Smith, the longest continually serving MP in Parliament, today launched his 11th bid for the Nelson electorate. He has been a Member of Parliament for almost 30 years, and has represented the Nelson electorate since 1996.
He was the Member for Tasman before that, from 1990.
Today's launch in Nelson is a two-tiered affair and is supported by National's Finance spokesperson Paul Goldsmith.
Smith said he would not have expected the party's new leader to be in Nelson for the event as he had never had a National leader at any of his campaign launches.
In 2011 then Prime Minister John Key made a flying visit to Nelson to help launch the election campaign of Dr Smith, who was then his sixth-ranked Cabinet minister.
The event was memorable for Key's act of signing the belly of a heavily pregnant woman, on a day he announced the country was in the grip of a "man drought".
Smith said while Key had indeed been there, it was not his formal campaign launch.
He maintained his stance of not saying who he had backed in the recent leadership challenge, but that new leader Todd Muller was a "change for the better".
"Politics is a brutal business; the role of leader of the Opposition is really tough, and Simon (Bridges) had as leader of the Opposition been too focused on the negative, and that had damaged his brand."
Muller was expected to visit the electorate soon for a "major event" being planned.
Smith said he loved the job, but conceded the political climate was tougher than in the past. He said a key plank of this year's campaign would be job creation in a region that has seen a sudden and rapid rise in unemployment.
"The key issue of Election 2020 is jobs. We've had unemployment in Nelson grow by 500 percent in the last year. Quite credible economic reports are talking 4000 job losses in the region."
Nelson Mayor Rachel Reese told a recent council meeting that the impact of Covid-19 was creating levels of unemployment never before seen in the region. The total number of unemployed across Nelson, Tasman and Marlborough had doubled to more than 4000 since 20 March.

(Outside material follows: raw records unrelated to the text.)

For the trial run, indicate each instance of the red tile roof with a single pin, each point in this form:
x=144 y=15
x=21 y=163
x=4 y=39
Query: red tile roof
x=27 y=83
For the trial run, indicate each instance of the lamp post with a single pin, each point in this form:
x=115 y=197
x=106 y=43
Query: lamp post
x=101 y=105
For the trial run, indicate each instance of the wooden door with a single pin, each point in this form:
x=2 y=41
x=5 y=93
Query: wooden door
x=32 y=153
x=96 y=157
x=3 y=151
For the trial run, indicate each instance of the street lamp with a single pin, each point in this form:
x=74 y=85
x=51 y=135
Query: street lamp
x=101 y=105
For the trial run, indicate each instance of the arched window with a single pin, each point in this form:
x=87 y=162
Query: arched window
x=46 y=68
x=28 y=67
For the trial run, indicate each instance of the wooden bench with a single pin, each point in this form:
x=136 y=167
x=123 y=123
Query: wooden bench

Smith said National had a proven track record in helping to get unemployment figures down.
Quake risk at Nelson Hospital a concern
Smith said investment in Nelson's hospital was his top priority.
"It's about the big projects and I think it's time for the government to invest in infrastructure and my top priority for the Nelson community is the Nelson Hospital - a half-billion-dollar project."

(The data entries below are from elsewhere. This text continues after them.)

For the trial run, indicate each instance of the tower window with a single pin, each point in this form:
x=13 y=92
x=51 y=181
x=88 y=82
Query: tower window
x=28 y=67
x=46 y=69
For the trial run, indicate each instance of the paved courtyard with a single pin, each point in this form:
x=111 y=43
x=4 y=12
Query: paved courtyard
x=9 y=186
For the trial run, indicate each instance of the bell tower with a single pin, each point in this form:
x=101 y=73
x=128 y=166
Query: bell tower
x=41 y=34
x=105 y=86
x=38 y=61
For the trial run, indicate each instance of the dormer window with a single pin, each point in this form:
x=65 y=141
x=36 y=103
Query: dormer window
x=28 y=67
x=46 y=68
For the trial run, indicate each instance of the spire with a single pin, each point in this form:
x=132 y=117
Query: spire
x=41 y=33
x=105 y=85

He said Nelson City Council had recently issued notices on its seismic risk, and one of the bigger hospital blocks had met only 22 percent of the building code for earthquake risk.
"We really are taking an unconscionable risk when Nelson is right in that centre zone of earthquake risk in New Zealand, and having a critical building like a hospital that is so vulnerable.

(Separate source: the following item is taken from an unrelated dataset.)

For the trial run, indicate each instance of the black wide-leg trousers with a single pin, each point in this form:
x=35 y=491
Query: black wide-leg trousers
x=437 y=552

"It's not a question of whether Nelson is going to get a major earthquake, it's only a matter of when."
Smith said transport infrastructure would also feature.
"Labour criticised the Southern Link that National committed to in the last election but hasn't come up with any credible alternative, but they've increased the petrol taxes, and have taken an extra $10 million a year in road user charges out of the region."
The final recommendations of the Nelson Future Access Project were about to be released. The NZ Transport Agency-led study is the investigation of a future-proofed transport system for Nelson, which has been a hot topic for the city for decades.
Smith said Nelson is a bellwether seat, and he concedes the task ahead will be tough. While he kept his seat three years ago, for the first time since 2005 Labour did better in the party vote than National did.
"It's interesting that every MMP election where National has won the party vote we've been the government, and when we have not, we've been in Opposition, so it makes it a really interesting seat, and one in which I have to work very hard to retain the public's confidence," Smith said.
His majority was slashed from 7600 to 4300 by Labour's Rachael Boyack, who secured 12,450 votes, in the last election. Boyack is standing for Labour again this year.
The Green Party's 2017 candidate and Nelson city councillor Matt Lawrey scored 9750 votes. Lawrey is not standing this year. The party has instead installed geologist and business owner Aaron Stallard as its Nelson candidate.